LegalCrystal Citation
SubjectCriminal
CourtChennai
Decided On
Reported inAIR1932Mad427
AppellantRathinam Pillai
RespondentEmperor
Cases ReferredGanesh Lal v. Nand Kishore
Excerpt:
- .....the first of the offence under section 182 is the giving of the information, so as to cause the public servant to act on it. the offence is completed, when the information reaches the public servant. if for some reason, the information has not at all reached the public servant, there will be no offence under section 182 though by reason of posting such a letter, the accused, may be charged for having attempted to commit such an offence. but here, the charge is not for an attempt to commit the offence mentioned above. the decision in krishnamurthi ayyar v. parasurama ayyar a.i.r. 1923 mad. 666, relied on by the learned public prosecutor, is distinguishable, for the simple reason, that the offence of defamation is committed either at the place where the imputation in writing is made or.....
Judgment:
ORDER

Sundaram Chetty, J.

1. The point raised in this case is one of jurisdiction. The charge seems to be that the first accused has given false information to the District Superintendant of Police, Tanjore, with intent to cause injury to another person--an offence Under Section 182, I. P. C. The letter, containing the alleged false information was posted at Kumbakonam and reached the District Superintendant at Tanjore. The first of the offence Under Section 182 is the giving of the information, so as to cause the public servant to act on it. The offence is completed, when the information reaches the public servant. If for some reason, the information has not at all reached the public servant, there will be no offence Under Section 182 though by reason of posting such a letter, the accused, may be charged for having attempted to commit such an offence. But here, the charge is not for an attempt to commit the offence mentioned above. The decision in Krishnamurthi Ayyar v.
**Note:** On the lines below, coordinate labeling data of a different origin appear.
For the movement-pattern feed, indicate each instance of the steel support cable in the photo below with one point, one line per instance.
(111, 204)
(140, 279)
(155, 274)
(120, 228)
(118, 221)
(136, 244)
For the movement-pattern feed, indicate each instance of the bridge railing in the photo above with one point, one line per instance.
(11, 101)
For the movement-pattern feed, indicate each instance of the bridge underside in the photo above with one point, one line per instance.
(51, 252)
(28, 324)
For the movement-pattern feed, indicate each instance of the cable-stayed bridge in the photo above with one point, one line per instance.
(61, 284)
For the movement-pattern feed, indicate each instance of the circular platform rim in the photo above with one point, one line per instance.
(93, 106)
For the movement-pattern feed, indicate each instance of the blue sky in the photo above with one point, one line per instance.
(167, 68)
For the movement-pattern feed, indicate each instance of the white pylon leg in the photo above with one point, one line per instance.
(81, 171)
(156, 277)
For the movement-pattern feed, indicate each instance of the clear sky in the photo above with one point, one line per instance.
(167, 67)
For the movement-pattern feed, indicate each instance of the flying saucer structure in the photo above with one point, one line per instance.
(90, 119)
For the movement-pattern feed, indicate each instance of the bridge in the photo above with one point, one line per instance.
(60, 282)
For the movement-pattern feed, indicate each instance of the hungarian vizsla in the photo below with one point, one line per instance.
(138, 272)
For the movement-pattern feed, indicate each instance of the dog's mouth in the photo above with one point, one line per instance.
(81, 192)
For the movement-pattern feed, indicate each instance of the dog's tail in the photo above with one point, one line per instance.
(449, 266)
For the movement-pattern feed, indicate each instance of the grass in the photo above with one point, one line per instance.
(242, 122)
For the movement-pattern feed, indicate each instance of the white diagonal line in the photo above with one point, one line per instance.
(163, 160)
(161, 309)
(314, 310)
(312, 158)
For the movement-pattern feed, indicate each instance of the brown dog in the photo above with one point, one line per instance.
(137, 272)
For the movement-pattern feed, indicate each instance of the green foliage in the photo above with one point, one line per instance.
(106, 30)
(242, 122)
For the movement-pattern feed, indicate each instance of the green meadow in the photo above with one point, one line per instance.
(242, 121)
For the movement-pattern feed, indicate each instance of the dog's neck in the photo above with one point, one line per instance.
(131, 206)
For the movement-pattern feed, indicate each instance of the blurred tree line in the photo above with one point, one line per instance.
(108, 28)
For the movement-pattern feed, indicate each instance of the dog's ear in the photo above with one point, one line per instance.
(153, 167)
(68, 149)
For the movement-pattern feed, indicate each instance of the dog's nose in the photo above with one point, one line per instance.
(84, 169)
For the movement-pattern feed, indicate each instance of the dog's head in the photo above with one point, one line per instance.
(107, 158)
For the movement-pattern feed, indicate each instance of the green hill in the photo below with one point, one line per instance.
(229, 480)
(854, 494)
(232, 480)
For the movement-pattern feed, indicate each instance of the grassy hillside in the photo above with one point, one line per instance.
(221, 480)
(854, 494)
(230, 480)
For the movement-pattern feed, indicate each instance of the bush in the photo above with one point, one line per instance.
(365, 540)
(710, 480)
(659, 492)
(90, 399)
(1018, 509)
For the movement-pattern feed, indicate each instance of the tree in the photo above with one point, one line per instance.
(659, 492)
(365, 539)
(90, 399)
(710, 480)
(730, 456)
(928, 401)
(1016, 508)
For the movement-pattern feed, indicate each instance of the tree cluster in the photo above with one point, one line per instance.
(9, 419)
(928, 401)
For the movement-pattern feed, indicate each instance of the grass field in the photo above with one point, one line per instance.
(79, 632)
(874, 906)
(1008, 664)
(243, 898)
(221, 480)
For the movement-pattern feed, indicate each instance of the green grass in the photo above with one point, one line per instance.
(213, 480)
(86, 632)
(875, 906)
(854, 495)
Parasurama Ayyar A.I.R. 1923 Mad. 666, relied on by the learned Public Prosecutor, is distinguishable, for the simple reason, that the offence of defamation is committed either at the place where the imputation in writing is made or published, and in the aforesaid case, the letter was posted in Madras, but addressed to Tinnevelly, and therefore the imputation in writing can be deemed to have been made at Madras, and published at Tinnevelly. I think the offence Under Section 182, I. P. C, must be taken to have been committed at Tanjore. The consequence of any such offence must be a part and parcel of it, and not something independent of it: vide Ganesh Lal v. Nand Kishore [1912] 34 All. 487. The order of the learned Magistrate is set aside, as he has no jurisdiction to try this case, and he is directed to return the complaint Under Section 201, Criminal P. C, for presentation to the proper Court.